Le corbeau…
Sous l’Occupation, le Régime de Vichy tente de s'appuyer sur le monde agricole. Il met en
place fin décembre 1942, la « Corporation
paysanne », organisation pyramidale très hiérarchisée, contrôlée par
le Ministère de l’Agriculture, disposant d’une Direction Nationale relayée par un réseau de syndics régionaux patrons « d’Unions régionales corporatives ». Ces dernières sont
elles-mêmes subdivisées en syndicats locaux au niveau communal.
Cette courroie de transmission de Vichy accorde par exemple aux syndics locaux la charge de fixer les
impositions individuelles et de les notifier aux agriculteurs. Autant dire que
gérer un tel organisme dans une petite commune comme Guémené doit valoir pas
mal de réactions diverses à son responsable.
Ou sa responsable. Car par chez nous, en ce temps-là
(1943), une certaine Veuve Guérin est « gérante » du syndicat.
Mais, à l’évidence, sa gestion lui vaut quelques rancœurs et
voici que l’un des plaignants choisit un mode de rétorsion bien de l’époque.
Depuis quelque temps, en effet, des lettres contenant des
allégations calomnieuses sont adressées à des habitants de Guémené.
Elles sont en général, signées du nom de la veuve Guérin, ou
bien elles portent la mention « Envoi
de Mme Vve Guérin ».
Comme dit le journal qui fait état de ces incidents, « cet état de chose n’a pas été sans
amener une certaine perturbation dans la localité ».
La Veuve Guérin, a fini par se lasser et a porté plainte.
Comme le conclut l’article : « Une
enquête est ouverte ; il est à souhaiter qu’elle aboutisse à la découverte
de l’auteur de cette lâcheté ».
…et le renard…
Il faisait nuit depuis longtemps ce 11 mars 1943 quand dans
la pénombre rôdait un inconnu. Les poules étaient bien rentrées et les renards
n’avaient rien à espérer. Sauf un …
Au village de Coisfoux, comme ailleurs, les habitants s'étaient calfeutrés chez eux, des rideaux ne laissant en principe rien filtrer
vers l’extérieur des lumières de l’intérieur.
Ce soir-là, vers
22 h 30, Pauline Levant (née Plantard) qui tient la ferme familiale depuis la
mort de son mari, Joseph Levant, et qui y demeure avec sa fille Fernande, âgée
de 19 ans, voit soudain entrer l’inconnu.
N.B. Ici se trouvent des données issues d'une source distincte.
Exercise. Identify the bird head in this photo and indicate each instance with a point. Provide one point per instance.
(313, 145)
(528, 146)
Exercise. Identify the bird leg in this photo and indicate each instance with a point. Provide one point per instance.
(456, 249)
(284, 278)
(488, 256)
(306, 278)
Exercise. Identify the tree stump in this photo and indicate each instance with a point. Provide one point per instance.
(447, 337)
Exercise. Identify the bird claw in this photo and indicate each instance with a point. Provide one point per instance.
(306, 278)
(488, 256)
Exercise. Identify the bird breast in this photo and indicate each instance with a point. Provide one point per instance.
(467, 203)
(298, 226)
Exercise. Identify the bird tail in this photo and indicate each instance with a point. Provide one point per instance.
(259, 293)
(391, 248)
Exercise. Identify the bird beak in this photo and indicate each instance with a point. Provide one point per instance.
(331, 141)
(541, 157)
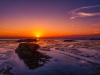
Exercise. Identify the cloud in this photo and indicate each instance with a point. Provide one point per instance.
(79, 13)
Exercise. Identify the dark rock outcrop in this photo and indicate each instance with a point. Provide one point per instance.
(31, 56)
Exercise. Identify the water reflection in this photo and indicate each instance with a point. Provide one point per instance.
(31, 57)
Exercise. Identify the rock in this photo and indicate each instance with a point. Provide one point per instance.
(31, 56)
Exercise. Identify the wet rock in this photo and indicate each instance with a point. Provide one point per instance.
(31, 56)
(69, 40)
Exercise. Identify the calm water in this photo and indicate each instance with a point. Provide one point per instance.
(79, 61)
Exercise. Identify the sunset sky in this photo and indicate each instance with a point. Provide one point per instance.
(49, 18)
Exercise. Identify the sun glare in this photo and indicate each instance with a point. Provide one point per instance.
(37, 35)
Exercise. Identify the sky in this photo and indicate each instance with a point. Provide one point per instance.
(49, 18)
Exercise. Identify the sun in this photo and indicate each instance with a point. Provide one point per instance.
(37, 35)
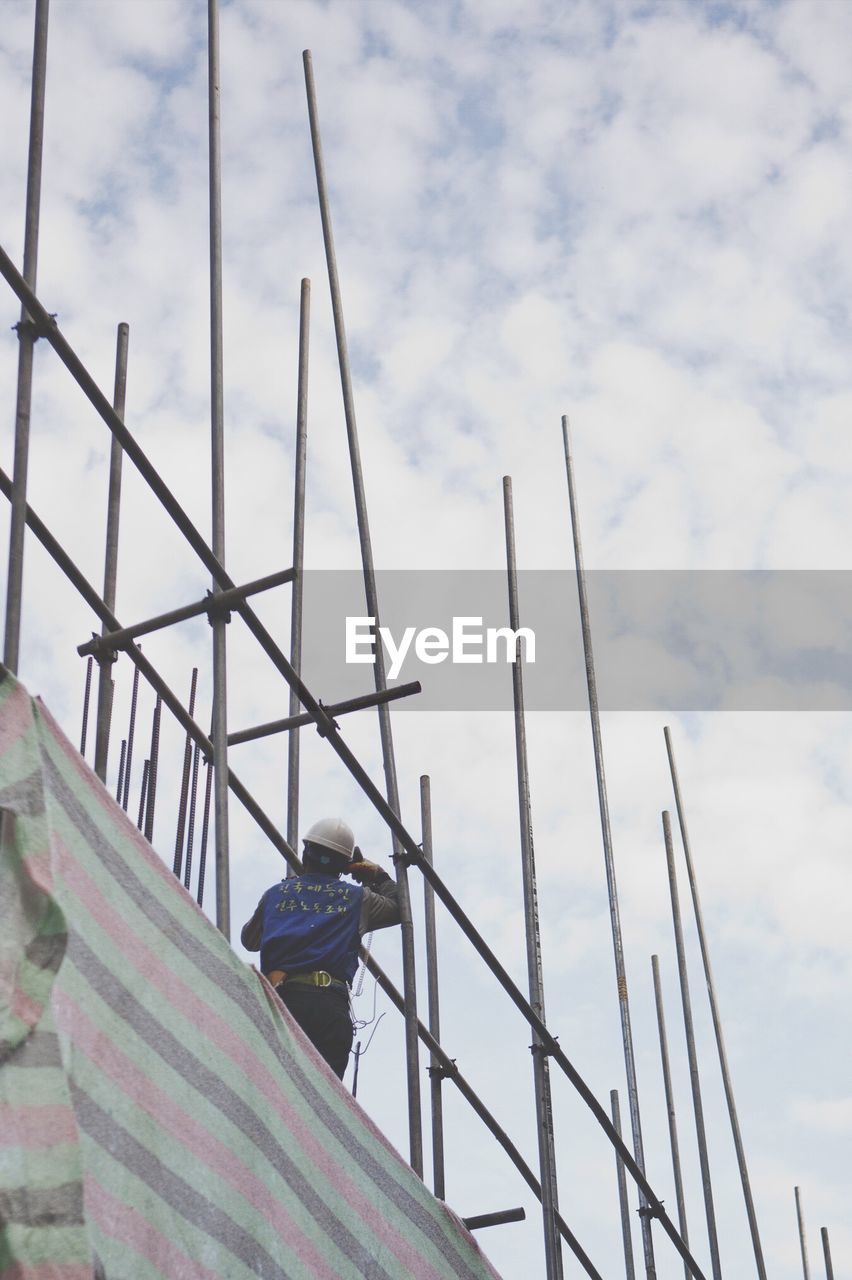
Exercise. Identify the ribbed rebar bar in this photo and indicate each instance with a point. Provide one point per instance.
(131, 735)
(27, 336)
(802, 1240)
(717, 1018)
(143, 794)
(154, 768)
(87, 698)
(191, 823)
(435, 1070)
(184, 782)
(412, 1055)
(298, 560)
(218, 480)
(669, 1102)
(618, 946)
(119, 785)
(623, 1203)
(105, 682)
(532, 933)
(688, 1029)
(205, 832)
Celui-ci apostrophe les pauvres femmes inquiètes en se
présentant comme un policier. Et même, un « policier
étranger », pour reprendre la formule de l’article dont je m’inspire.
Un « policier étranger »…voyons,
voyons…Un policier anglais ?...non…Américain ?...non…Non, décidément,
je ne vois pas de quelle nationalité il peut bien se prévaloir…
Toujours est-il qu’il déclare aux deux femmes être venu leur
dresser contravention pour non camouflage de lumière, celle-ci filtrant
légèrement au travers d’un carreau de la porte d’entrée.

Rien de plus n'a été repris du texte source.